The ability of EMDs to provide aggregated information about differences between distributions has the consequence that high EMDs can occur for different reasons. To investigate this, we focus our attention on the six province–month pairs with highest EMDs and compare the two Chl distributions as overlaid probability histograms (blue and green lines in Fig. 11). In each of the panels in Fig. 11, the two data sources have visibly different Chl distributions, and it is clear that a large amount of probability mass needs to move for the two data sources to match. Out of the six, the Atlantic Arctic province in March is of particular interest, with the two distributions of Chl having similar means values, while the EMD is very large. This discrepancy is due to a considerable difference in the second or higher moments between the two distributions – the green distribution (Chlmod) has a much higher spread than the blue one (Chlsat). This demonstrates how EMDs can be an effective scalar measure for summarizing the full distributional difference between two data sources.

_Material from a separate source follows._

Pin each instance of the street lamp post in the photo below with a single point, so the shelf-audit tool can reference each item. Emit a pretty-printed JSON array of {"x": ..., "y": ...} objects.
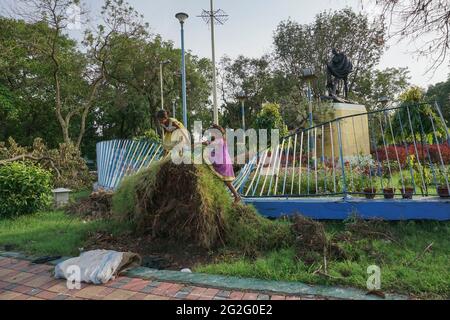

We combined satellite-derived Chl from OC-CCI with in situ observations and model output from the Darwin-CBIOMES-0 configuration to investigate three new approaches for comparing biogeochemical models and observations. The meant the use of Chl proxies analogous to satellite-derived properties instead of directly diagnosed Chl in the model, the utility of Earth mover's distances (EMDs) as a metric for quantifying differences between distributions, and probability distributions instead of point-by-point comparisons. The first approach has already been presented and evaluated in Dutkiewicz et al. (2018, 2019) as a general tool, and we will focus on its use in the context of comparing distributions.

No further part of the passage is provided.